Lambda runtime allows your function to run in different languages. You just need to configure runtime based on the programming language that you have chosen to for Lambda function.
A layer is typically a ZIP archive that contains custom runtime, libraries, or any other dependencies. Layers allow using libraries in your functions without including them into packages.
You can create layers, or use layers published by AWS or other AWS customers.
An event source is an AWS service that triggers your function to execute the code such as Amazon SNS
AWS Lambda monitors your function automatically and sends the metrics to the CloudWatch.
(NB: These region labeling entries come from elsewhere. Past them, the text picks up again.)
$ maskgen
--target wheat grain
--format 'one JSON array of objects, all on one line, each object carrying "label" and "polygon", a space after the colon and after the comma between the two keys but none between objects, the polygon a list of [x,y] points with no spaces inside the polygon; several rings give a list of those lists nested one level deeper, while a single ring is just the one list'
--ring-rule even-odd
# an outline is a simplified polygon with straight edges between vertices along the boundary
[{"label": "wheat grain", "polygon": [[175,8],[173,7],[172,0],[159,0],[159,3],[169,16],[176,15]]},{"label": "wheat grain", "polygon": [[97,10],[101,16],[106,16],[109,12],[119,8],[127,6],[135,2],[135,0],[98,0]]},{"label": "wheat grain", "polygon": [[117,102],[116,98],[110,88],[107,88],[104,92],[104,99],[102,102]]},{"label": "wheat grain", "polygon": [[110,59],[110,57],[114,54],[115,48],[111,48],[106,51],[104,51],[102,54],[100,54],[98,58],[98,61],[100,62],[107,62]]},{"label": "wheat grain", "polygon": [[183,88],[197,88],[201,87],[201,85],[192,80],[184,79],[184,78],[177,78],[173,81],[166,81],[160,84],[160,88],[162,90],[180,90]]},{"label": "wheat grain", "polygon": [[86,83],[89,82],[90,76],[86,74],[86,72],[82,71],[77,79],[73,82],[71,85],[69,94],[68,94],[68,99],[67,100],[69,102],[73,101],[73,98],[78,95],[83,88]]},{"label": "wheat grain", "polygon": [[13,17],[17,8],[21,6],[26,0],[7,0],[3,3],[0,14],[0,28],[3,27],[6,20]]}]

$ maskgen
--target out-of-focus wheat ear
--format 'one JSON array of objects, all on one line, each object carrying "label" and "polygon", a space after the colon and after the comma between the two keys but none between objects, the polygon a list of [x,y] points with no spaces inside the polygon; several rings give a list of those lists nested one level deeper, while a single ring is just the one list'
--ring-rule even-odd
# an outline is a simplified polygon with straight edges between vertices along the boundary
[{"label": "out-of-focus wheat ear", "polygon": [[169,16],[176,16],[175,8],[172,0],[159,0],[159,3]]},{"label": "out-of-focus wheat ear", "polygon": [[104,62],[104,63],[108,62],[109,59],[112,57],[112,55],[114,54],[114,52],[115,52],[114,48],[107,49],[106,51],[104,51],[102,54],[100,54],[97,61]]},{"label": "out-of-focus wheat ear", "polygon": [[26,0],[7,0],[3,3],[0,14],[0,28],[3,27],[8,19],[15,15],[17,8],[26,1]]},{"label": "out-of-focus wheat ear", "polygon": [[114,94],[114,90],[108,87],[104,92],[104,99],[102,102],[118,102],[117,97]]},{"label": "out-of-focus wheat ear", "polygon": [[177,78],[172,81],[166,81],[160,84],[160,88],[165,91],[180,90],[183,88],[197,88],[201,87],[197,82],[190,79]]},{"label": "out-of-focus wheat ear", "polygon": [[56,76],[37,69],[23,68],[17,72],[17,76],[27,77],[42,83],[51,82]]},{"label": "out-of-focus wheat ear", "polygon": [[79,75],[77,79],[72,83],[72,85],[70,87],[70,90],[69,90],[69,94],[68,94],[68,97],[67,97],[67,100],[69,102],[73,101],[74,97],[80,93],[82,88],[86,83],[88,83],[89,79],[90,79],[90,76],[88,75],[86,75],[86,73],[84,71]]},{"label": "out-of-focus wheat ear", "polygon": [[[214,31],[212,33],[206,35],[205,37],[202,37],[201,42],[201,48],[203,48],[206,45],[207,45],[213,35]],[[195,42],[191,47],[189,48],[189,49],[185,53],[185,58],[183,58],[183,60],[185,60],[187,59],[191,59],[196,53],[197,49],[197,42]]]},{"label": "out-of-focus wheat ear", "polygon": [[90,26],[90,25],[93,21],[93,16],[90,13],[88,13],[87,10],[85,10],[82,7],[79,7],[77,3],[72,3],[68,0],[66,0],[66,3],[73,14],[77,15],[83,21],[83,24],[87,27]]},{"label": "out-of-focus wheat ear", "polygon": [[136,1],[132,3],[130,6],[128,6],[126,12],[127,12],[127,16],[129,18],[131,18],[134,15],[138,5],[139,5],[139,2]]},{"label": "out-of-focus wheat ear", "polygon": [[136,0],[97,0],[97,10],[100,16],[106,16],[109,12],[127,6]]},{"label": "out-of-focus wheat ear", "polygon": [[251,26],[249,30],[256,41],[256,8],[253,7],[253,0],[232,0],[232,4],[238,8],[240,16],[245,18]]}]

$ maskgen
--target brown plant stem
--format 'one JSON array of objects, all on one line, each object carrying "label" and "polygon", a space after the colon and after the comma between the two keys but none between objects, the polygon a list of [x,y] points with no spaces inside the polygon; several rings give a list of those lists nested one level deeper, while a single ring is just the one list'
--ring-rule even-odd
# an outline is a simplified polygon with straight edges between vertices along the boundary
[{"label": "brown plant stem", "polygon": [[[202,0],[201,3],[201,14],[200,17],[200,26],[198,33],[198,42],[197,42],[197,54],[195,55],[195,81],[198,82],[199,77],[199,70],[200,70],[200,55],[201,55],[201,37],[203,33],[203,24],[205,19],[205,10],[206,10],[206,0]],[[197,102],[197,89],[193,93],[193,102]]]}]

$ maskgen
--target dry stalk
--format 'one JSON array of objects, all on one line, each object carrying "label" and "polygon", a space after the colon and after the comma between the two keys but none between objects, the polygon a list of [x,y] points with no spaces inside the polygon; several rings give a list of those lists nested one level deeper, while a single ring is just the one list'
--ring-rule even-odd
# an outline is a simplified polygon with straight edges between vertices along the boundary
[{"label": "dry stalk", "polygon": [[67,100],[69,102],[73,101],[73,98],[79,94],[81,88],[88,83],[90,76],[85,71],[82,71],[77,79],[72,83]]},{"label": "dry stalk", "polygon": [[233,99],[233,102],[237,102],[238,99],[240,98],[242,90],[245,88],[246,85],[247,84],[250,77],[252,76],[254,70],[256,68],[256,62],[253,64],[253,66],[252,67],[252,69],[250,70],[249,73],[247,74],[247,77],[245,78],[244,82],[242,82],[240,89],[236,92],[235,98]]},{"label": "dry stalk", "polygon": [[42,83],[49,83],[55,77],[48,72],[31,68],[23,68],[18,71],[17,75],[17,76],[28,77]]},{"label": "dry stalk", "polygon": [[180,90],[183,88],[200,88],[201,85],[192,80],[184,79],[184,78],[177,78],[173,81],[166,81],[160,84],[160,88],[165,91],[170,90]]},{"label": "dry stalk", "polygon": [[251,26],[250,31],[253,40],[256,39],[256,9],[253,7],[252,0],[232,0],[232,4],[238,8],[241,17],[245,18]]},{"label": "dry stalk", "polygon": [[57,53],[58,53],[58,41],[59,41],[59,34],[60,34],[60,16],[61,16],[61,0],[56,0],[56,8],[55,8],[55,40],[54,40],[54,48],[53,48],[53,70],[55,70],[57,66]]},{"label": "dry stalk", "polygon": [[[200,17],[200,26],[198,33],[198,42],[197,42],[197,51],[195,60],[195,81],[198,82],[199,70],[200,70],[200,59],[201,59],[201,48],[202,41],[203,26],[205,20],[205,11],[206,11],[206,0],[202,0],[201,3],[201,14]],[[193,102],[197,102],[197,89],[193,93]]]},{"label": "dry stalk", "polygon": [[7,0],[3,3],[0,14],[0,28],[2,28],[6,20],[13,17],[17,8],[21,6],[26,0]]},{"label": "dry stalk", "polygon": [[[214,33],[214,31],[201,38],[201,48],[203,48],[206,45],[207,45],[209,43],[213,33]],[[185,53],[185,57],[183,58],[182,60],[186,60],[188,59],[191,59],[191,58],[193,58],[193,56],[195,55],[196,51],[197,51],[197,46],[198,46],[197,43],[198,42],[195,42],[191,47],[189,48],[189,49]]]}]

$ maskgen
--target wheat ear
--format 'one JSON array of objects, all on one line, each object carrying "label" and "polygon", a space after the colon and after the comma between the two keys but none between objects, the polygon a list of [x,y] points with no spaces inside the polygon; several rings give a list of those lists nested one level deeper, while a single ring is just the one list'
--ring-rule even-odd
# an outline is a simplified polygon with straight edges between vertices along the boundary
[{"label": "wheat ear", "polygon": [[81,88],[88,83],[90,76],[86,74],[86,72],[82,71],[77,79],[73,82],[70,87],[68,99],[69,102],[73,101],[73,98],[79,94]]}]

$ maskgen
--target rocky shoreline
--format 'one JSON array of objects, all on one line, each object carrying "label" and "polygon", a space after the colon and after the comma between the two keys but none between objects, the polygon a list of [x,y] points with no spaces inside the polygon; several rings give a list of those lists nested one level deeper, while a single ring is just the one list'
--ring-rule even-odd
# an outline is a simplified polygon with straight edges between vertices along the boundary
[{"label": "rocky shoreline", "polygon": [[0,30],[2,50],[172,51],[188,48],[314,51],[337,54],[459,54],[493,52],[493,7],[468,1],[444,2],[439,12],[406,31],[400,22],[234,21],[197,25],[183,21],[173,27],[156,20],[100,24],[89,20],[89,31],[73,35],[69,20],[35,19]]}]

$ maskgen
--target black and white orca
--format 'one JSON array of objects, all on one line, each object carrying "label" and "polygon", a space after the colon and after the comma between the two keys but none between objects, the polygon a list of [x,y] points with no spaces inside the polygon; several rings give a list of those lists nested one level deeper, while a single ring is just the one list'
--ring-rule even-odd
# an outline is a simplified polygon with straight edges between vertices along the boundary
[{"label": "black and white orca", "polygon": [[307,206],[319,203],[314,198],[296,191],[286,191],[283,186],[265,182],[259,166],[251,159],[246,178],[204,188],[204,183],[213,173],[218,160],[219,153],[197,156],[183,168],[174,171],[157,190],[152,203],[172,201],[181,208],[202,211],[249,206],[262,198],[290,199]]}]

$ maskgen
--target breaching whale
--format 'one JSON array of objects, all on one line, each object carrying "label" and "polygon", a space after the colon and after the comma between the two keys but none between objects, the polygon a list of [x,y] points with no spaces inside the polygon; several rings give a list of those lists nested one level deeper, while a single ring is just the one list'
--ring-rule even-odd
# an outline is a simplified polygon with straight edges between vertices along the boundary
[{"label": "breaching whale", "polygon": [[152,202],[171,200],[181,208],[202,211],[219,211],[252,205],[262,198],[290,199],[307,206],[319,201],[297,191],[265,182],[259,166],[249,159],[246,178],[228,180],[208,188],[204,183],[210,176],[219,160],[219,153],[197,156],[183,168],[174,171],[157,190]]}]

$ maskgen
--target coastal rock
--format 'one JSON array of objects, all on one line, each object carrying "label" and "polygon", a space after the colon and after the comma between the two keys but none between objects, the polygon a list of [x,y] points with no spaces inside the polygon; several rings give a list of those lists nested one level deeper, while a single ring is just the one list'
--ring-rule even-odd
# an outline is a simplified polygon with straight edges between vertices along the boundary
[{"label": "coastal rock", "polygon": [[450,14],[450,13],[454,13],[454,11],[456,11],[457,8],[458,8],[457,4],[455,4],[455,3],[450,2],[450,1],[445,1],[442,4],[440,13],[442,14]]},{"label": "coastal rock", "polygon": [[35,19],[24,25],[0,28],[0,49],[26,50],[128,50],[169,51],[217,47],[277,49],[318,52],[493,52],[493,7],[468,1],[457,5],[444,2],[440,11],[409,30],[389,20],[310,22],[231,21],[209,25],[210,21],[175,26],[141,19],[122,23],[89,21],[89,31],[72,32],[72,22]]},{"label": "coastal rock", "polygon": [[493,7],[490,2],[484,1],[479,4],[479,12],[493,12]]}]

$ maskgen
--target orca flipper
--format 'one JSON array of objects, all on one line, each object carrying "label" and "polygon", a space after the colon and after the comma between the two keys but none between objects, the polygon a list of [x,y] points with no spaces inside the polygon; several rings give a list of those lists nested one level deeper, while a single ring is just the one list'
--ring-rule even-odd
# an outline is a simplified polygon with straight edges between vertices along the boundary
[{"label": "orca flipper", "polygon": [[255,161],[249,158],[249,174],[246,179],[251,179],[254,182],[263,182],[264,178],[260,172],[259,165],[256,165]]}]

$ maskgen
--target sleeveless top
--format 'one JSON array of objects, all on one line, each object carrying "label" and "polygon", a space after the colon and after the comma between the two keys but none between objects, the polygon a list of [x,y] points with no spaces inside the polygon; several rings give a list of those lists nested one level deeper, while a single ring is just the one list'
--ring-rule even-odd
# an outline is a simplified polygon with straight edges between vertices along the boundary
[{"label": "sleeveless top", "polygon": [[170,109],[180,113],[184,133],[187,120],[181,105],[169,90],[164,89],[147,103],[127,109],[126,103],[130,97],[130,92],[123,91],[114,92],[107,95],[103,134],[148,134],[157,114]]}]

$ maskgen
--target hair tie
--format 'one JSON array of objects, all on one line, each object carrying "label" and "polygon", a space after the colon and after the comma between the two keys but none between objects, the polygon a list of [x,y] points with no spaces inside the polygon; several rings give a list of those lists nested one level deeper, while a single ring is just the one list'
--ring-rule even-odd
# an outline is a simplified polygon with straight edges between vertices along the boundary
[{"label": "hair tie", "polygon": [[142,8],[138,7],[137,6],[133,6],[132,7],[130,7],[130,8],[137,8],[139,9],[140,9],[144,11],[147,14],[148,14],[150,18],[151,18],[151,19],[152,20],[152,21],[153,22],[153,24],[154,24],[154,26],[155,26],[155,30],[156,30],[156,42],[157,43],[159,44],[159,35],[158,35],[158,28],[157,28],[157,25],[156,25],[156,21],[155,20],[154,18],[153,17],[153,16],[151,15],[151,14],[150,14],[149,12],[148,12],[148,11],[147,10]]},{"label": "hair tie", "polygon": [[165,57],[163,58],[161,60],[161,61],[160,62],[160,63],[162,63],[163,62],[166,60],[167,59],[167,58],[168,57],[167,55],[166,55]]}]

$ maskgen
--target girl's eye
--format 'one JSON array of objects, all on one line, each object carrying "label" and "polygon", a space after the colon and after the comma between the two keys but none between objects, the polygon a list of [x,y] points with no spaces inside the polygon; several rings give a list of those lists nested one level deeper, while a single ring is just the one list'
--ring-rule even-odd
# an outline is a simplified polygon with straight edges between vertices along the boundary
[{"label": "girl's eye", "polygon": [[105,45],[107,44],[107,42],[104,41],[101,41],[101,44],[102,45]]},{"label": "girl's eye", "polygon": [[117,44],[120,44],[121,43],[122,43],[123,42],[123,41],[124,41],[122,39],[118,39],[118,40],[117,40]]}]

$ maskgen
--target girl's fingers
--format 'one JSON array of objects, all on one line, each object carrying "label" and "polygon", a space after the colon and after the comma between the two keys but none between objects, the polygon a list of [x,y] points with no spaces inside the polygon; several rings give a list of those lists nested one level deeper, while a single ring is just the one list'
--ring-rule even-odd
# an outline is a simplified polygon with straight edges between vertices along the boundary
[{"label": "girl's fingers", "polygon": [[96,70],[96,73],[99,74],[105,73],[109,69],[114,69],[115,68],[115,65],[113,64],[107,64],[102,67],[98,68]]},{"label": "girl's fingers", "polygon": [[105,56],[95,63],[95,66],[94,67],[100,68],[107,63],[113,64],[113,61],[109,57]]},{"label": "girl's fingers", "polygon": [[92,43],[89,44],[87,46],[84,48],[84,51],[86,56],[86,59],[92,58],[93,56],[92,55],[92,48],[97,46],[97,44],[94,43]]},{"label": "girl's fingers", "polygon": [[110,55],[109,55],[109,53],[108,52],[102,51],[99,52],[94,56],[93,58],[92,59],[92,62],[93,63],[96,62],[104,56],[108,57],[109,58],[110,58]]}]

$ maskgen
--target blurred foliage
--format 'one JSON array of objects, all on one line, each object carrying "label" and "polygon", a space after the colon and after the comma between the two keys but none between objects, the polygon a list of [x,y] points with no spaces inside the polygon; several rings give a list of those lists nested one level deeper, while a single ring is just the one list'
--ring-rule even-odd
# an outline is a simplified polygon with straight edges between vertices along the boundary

It also sends the log stream to CloudWatch that allow you to analyze the performance and flow of your lambda function.
A downstream resource is an AWS service that your Lambda function calls once it is triggered. It could be DynamoDB tables or Amazon S3 buckets, etc
How AWS Lambda Works?
We will see several detailed examples in our next posts, let’s understand the basic flow of how the AWS Lambda works?
There are two options to write a lambda function: 1) You can upload code from your local machine or repository. 2) Or you can use Lambda code editor to write the Lambda function.
Once you have uploaded your code to AWS lambda then you can set up a trigger for other AWS services or endpoints to execute your Lambda function in response.
Run AWS Lambda
Lambda runs your code when triggered. An important point to notice is that it only runs the Lambda functions when triggered which makes it cost effective.
You only pay for the time your Lambda was running to serve the request.